The work of Layton and others helped prepare a welcome mat for the waves of immigrants that would arrive in Rochester, starting with Southeast Asian refugees in the late 1980s.

“She was one of the key people in the community that made this place welcoming to people,” said George Thompson, among the first African-Americans to move to Rochester in the 1960s. “She was a beacon of welcomeness.”

Matteson moved to Rochester in 1988 and soon gained firsthand knowledge of Layton’s ability to recruit and pull people into her orbit. Matteson first met Layton at an RIA meeting, and before she knew much about the World Festival, Matteson found herself serving as its chair.

“Sometimes, I think she ran around town and grabbed people in the street and said, ‘do you want to do something,’” Matteson said. “Within a very short period, I was engaged in things that I did for the next 30 years.”

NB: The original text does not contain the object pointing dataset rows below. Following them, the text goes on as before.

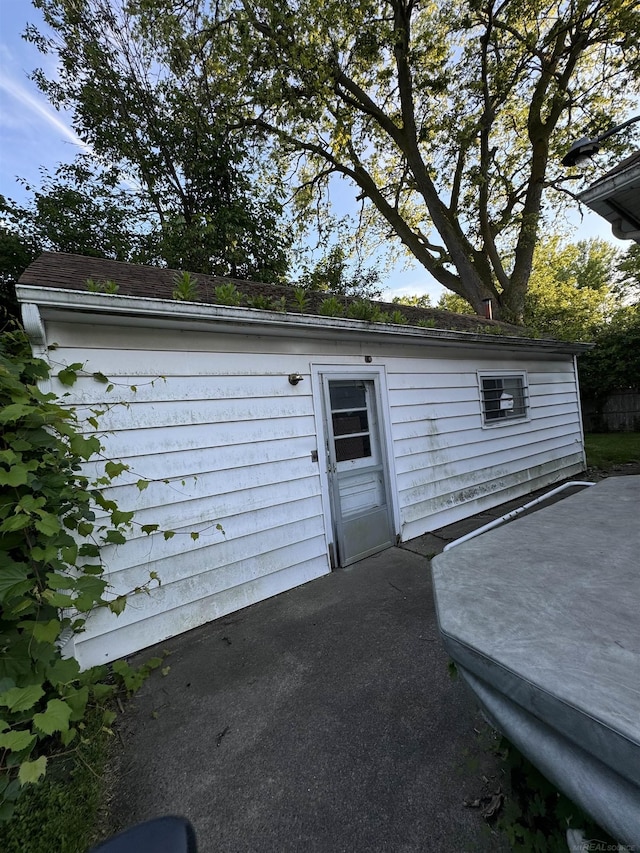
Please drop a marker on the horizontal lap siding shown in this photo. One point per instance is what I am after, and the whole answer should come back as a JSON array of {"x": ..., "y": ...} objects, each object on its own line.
[
  {"x": 216, "y": 416},
  {"x": 448, "y": 466},
  {"x": 234, "y": 439}
]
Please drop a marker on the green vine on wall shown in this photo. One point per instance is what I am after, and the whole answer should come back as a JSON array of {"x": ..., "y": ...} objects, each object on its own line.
[{"x": 53, "y": 523}]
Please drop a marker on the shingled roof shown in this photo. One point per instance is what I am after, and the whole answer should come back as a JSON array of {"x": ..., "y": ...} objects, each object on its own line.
[{"x": 71, "y": 272}]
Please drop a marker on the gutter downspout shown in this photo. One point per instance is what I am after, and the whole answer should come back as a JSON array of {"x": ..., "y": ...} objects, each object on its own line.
[{"x": 514, "y": 512}]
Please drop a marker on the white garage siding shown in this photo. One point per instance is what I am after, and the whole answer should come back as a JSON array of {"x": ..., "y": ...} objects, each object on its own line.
[
  {"x": 450, "y": 466},
  {"x": 235, "y": 440}
]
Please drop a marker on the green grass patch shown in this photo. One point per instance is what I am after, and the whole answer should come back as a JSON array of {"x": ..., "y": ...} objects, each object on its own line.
[
  {"x": 64, "y": 813},
  {"x": 612, "y": 448}
]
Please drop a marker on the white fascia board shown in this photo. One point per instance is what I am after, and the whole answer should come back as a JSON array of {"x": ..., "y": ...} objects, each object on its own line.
[
  {"x": 601, "y": 198},
  {"x": 138, "y": 311}
]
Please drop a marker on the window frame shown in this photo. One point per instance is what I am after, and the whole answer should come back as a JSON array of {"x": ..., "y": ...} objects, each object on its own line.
[{"x": 521, "y": 375}]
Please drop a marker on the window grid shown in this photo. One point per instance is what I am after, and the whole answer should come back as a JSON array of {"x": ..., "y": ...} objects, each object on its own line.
[{"x": 504, "y": 398}]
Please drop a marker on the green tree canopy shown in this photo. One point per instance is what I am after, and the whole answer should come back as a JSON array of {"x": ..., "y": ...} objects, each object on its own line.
[
  {"x": 574, "y": 289},
  {"x": 152, "y": 115},
  {"x": 448, "y": 119}
]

Don Layton, her husband, said Phyllis began exploring and writing about themes that foreshadowed the person she would become early in life. Only after she died did Don discover a collection of her writings, some of them composed when she was a girl, “about becoming a person and becoming a woman.”

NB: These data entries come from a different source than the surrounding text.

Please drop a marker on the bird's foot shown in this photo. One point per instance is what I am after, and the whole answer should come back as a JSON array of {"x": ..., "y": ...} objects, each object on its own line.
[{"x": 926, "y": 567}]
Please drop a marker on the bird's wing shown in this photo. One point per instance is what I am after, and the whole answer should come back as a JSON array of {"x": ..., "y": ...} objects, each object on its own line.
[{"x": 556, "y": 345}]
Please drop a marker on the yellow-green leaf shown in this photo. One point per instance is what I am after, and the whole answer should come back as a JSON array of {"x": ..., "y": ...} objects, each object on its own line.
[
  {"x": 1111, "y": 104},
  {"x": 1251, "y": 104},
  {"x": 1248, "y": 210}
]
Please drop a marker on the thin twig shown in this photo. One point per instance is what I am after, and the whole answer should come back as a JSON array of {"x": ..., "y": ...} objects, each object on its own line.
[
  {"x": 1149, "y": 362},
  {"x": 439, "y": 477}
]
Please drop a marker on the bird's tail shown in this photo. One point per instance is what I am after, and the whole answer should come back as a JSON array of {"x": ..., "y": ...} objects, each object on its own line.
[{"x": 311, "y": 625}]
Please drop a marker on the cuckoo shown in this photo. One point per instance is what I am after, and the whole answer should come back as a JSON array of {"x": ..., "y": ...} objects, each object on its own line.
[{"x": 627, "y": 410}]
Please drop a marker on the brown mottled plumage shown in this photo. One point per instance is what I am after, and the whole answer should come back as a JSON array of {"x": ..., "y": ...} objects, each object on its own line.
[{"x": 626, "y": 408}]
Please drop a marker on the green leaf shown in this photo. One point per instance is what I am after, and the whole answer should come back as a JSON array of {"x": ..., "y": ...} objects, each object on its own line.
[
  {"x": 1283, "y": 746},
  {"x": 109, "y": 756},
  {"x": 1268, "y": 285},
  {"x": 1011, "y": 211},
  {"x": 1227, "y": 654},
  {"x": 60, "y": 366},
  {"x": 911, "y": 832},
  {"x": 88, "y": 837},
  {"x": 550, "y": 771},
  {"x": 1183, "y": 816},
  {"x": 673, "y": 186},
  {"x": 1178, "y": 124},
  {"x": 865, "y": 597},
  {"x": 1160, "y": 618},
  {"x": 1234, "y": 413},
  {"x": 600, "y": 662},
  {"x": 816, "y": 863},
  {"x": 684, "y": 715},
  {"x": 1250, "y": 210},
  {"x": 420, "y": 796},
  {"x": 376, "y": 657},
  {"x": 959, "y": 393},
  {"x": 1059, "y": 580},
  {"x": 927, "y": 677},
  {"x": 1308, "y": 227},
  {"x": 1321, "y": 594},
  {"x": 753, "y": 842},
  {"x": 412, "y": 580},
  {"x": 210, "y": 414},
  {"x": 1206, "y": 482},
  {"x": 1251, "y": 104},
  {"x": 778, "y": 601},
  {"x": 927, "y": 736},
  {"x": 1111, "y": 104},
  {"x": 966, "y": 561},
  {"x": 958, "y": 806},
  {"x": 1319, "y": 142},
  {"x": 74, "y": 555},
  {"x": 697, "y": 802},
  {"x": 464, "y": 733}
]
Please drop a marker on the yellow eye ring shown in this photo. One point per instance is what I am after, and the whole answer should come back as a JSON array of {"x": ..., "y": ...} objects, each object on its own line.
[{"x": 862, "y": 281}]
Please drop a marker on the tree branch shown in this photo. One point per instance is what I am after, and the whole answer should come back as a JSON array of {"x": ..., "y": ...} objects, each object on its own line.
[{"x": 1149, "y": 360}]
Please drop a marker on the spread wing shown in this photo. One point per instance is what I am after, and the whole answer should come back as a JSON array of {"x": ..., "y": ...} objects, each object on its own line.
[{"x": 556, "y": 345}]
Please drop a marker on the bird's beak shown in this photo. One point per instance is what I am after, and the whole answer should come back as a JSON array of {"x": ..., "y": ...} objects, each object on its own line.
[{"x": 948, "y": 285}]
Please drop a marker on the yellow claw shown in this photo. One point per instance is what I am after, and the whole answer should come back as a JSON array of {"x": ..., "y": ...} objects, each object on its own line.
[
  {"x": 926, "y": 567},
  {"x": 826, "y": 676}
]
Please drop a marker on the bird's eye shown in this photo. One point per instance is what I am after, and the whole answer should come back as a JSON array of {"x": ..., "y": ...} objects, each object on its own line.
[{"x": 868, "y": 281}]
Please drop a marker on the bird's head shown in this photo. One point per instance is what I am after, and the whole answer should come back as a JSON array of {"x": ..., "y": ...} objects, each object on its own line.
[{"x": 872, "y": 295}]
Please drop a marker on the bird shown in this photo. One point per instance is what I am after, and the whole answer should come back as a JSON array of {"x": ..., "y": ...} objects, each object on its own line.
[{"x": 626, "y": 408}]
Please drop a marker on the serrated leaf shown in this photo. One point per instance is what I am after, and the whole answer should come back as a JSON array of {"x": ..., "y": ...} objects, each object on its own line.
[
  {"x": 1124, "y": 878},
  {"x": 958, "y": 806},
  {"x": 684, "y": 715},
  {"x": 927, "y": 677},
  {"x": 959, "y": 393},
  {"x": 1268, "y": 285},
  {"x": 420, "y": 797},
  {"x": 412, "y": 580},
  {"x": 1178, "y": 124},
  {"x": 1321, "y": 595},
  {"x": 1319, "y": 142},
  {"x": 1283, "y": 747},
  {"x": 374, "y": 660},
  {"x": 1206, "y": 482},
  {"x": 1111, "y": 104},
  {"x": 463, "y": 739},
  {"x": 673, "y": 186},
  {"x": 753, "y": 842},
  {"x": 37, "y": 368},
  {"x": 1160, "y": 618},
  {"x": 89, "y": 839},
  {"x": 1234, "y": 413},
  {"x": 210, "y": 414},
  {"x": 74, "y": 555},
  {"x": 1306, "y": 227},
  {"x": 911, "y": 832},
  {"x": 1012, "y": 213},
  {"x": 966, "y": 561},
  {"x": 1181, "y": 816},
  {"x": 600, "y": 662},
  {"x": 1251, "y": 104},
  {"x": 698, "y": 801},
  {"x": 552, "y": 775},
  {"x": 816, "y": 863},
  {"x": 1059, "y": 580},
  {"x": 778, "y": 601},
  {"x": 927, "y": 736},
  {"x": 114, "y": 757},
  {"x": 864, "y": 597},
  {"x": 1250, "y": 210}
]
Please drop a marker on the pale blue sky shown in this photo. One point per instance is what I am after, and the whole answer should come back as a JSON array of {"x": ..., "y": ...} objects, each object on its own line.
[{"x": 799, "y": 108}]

“She really turned out to be an amazing woman,” Don said.

Layton graduated from Oberlin College in 1950. Her education nurtured within her the humanitarian values of peace and justice. It was also where she met Don. They were married on July 14, 1951, in Glencoe, Ill. The couple moved to Rochester in 1961.

Layton received the Mayor’s Medal of Honor for co-founding the RIA and her work spreading the value of diversity.

“She was certainly one of those who made Rochester a very welcoming city to people from other places,” Matteson said.